Not true.
There is no one way it “would actually play out”. The person you were talking to was acting like there was only one valid way to think about housing (and about the imaginary idea of rental housing not existing for some unexplained reason), and they knew both what it was, and what would happen, and that’s a bullshit argument.
For example, one thing that actually is happening in some US communities, is that housing prices rise toward what SOME people are willing to pay for housing… and when/where there are enough people with particularly high incomes, rents rise to the point that there are very few available rentals that are affordable by people with low incomes, and that causes and/or perpetuates homelessness. And in those cases, people who care, look for ways to create affordable housing, sometimes to be offered to homeless people as part of a program.
Now, you haven’t really said whether you would count charitable low-income housing managed by the government or other not-so-landlord-like organizations to be what you’re talking about, or not.

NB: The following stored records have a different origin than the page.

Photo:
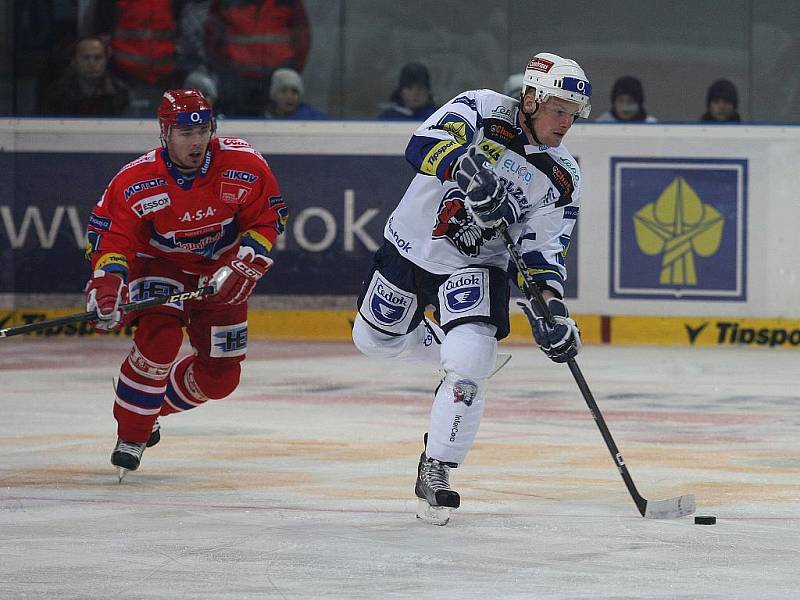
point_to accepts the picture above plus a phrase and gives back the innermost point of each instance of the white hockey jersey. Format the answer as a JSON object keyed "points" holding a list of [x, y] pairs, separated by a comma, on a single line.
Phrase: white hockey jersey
{"points": [[431, 226]]}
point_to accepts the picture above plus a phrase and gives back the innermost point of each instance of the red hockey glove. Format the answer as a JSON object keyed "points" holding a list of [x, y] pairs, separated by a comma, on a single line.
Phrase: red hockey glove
{"points": [[105, 294], [236, 280]]}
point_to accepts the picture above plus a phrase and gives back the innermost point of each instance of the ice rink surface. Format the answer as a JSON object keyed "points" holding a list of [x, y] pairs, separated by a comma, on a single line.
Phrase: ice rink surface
{"points": [[300, 485]]}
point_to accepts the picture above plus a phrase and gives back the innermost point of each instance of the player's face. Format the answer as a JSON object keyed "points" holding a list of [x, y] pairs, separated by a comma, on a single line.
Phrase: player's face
{"points": [[414, 96], [286, 100], [90, 59], [552, 119], [721, 110], [187, 145]]}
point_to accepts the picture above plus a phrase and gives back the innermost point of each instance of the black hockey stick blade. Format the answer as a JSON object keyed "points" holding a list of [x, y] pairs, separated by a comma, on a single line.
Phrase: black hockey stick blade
{"points": [[674, 508], [92, 315], [660, 509]]}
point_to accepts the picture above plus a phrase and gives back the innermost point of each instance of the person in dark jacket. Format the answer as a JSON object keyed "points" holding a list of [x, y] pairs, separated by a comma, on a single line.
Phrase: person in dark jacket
{"points": [[286, 97], [412, 100], [86, 88], [722, 102], [627, 103]]}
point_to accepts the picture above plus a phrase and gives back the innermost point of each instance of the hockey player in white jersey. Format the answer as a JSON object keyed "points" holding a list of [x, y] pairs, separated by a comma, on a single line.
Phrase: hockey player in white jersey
{"points": [[485, 162]]}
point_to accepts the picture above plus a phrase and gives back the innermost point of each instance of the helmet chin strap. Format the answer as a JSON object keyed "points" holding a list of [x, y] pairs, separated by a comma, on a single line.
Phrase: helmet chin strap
{"points": [[528, 116]]}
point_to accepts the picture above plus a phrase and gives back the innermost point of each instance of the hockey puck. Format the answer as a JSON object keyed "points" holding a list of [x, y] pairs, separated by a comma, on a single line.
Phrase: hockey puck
{"points": [[705, 520]]}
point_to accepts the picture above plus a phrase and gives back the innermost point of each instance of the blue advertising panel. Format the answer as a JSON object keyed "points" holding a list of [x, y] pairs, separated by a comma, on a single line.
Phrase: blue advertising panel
{"points": [[678, 229], [338, 206]]}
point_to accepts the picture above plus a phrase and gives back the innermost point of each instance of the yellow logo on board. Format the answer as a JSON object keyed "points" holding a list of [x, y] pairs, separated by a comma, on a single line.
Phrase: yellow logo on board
{"points": [[678, 225]]}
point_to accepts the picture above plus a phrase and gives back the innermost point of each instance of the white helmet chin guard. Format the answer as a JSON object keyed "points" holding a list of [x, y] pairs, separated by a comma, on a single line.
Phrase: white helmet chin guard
{"points": [[552, 75]]}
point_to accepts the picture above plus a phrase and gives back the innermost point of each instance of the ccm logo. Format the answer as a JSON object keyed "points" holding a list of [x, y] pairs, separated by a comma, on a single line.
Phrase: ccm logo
{"points": [[245, 269]]}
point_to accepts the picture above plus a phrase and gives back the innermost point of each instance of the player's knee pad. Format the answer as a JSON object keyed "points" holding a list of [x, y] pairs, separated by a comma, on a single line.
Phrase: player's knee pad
{"points": [[214, 379], [373, 343], [156, 343], [470, 349], [159, 337]]}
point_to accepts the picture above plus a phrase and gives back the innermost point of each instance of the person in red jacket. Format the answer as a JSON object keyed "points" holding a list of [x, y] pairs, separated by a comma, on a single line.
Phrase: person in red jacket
{"points": [[247, 40], [198, 209]]}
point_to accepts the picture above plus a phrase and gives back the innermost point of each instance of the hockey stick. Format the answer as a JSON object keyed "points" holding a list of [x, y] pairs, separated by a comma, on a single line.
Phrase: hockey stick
{"points": [[92, 315], [673, 508]]}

If you mean “zero landlords of any kind”, then you’re going to have to look to a very different sort of situation, and may have a hard time finding one in a modern economy.
My own utopian solution would involve gradual rent control measures, then phasing out rental arrangements, and also phasing out property taxes, in favor of the idea that everyone should have a right to live someplace, and that for-maximum-profit rental and real estate deals are antithetical, because they lead to ever-rising prices and pervasive scarcity and homelessness. But to support that would require an economic revolution of one sort or another.